Here is my simple recipe for making better than store bought baguettes. The key to this recipe is that you want to leave the dough in the refrigerator over night.
The four ingredient recipe is at the end. First add your cold water to the bowl, then your yeast and swirl it around.
You don't need to wait to add the flour and the salt. I use the handle of a wooden spoon to mix.
Mix it as much as you can with the spoon.
Now use your hand to form it into enough of a solid piece to place on your board to knead.
Now this is kind of Important. You want to knead it between 160 and 180 times. Yes I count. This means every time you fold it over and push it down you count. This is important because the next day the dough will be very easy to work with if you knead it long enough. It should look something like this.
Now place it in a bag, twist, and place it in the refrigerator for twelve to twenty four hours.

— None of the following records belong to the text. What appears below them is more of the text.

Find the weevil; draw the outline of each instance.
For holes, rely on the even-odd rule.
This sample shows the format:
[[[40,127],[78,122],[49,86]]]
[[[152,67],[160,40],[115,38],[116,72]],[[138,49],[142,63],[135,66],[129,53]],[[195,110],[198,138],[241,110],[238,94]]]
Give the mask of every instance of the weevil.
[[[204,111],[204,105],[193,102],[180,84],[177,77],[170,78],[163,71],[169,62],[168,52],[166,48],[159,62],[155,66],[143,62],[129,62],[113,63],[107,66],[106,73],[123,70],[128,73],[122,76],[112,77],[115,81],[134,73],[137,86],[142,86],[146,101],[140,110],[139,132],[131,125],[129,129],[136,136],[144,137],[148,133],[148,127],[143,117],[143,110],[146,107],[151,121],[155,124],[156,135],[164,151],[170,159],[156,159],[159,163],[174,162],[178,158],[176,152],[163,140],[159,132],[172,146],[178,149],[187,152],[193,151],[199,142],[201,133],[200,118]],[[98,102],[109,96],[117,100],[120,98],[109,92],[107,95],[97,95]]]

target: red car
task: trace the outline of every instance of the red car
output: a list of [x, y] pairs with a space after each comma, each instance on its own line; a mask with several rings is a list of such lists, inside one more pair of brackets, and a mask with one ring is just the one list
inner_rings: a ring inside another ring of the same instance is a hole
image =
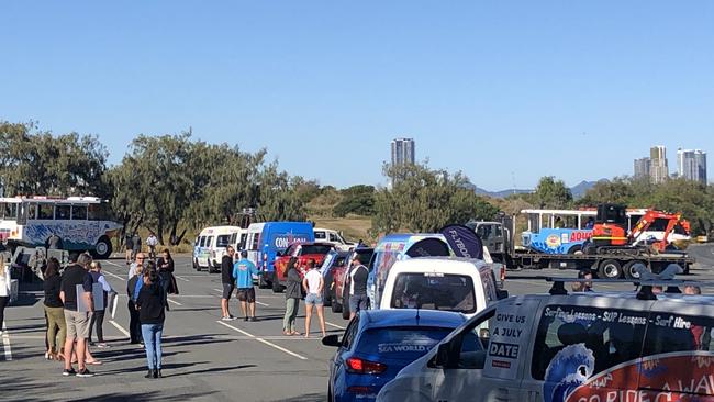
[[275, 260], [275, 270], [272, 271], [272, 291], [278, 293], [282, 292], [286, 288], [286, 271], [290, 258], [298, 258], [298, 271], [301, 277], [304, 277], [308, 270], [308, 261], [313, 259], [315, 267], [320, 267], [325, 259], [327, 253], [334, 249], [330, 243], [302, 243], [293, 244], [288, 247], [285, 253], [280, 254]]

The next day take the dough and divide it in half.
Take each half and fold it in half and either roll it out or squeeze and pull it out. Try to keep a seem on top and pinch it shut slightly. The baguettes should be about 16 inches long. Or about the length of a cookie sheet.
Place them on a linen cloth in a warm place to proof with the seem side up and cover with cloth.

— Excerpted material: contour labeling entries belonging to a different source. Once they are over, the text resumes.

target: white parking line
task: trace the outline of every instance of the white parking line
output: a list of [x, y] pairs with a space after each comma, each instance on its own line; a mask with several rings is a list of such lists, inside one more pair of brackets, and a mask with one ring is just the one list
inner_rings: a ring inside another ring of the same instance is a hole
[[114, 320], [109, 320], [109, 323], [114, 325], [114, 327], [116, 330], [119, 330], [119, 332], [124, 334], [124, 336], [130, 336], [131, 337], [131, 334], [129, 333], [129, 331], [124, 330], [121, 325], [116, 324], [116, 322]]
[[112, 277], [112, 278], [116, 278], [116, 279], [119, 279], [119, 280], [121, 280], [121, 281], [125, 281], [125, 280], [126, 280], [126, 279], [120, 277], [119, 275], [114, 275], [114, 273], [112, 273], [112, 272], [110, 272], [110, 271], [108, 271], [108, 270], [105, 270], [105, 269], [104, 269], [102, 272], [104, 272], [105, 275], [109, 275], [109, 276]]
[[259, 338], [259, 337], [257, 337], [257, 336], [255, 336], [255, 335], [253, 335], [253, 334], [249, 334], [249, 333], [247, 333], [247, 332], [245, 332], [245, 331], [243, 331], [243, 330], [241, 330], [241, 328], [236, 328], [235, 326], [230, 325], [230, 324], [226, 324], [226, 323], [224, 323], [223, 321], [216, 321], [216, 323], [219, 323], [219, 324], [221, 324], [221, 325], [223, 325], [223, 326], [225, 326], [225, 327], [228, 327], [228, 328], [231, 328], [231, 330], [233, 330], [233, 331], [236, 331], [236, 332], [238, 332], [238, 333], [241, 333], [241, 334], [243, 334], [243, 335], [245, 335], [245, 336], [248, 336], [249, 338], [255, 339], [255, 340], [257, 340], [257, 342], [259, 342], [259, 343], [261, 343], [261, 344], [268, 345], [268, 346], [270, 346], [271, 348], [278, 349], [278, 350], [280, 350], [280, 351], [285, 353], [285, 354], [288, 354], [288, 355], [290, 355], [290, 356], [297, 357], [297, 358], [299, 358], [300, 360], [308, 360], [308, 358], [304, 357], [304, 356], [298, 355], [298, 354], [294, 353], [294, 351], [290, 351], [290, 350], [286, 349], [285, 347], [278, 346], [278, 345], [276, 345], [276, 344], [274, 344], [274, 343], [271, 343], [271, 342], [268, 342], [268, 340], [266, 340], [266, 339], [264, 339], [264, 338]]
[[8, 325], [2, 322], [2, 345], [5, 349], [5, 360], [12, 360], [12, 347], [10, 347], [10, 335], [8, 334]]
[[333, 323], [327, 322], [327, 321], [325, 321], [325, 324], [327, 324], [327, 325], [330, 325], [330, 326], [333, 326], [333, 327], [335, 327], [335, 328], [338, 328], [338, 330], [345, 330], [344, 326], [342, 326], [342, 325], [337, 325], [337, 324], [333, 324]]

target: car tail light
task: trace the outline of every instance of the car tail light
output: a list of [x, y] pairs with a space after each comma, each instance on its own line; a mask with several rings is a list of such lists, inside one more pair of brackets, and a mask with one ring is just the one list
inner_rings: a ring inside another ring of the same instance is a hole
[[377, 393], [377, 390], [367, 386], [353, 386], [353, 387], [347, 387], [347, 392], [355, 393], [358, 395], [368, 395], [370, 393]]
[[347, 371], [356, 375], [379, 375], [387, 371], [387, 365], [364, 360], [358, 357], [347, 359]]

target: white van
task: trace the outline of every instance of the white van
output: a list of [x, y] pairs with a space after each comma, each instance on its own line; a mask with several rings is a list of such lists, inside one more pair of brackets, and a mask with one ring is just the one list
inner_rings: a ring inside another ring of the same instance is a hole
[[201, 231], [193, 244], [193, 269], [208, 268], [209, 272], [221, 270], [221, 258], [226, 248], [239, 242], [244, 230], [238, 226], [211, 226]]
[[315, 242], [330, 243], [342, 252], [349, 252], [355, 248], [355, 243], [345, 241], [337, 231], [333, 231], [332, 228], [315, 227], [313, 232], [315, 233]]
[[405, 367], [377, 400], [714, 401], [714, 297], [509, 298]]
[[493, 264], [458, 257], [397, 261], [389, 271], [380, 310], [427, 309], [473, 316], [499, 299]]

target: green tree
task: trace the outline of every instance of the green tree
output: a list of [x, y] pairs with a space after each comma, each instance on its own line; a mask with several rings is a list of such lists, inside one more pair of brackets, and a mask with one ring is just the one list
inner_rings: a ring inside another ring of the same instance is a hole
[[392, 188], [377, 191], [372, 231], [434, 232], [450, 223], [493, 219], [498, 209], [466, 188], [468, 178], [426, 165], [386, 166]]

In about an hour to 80 minutes, depending on the temperature the baguettes should be double to almost triple in size and ready to bake.
Now if you don't have the convenience of a stone oven then you can place them on a cookie sheet with the seem side down. Have your oven preheated to 400 to 475 degrees. Take a sharp knife and score the baguettes four or five times about an inch deep. This will help in expansion and for the gas to escape and prevent blowouts. Although ugly baguettes taste just as good. Bake 12 to 15 minutes. Enjoy.
Baguette Dough
16 ounces Cold Water
27 ½ ounces Bread Flour - about 5 ½ cups
2 teaspoons Yeast
2/3 ounce Kosher Salt - about 2 ½ tsp
Mix, knead, refrigerate, roll out, proof, bake, eat, smile.
Nice!
I'm still getting ready for the perfect baguettes.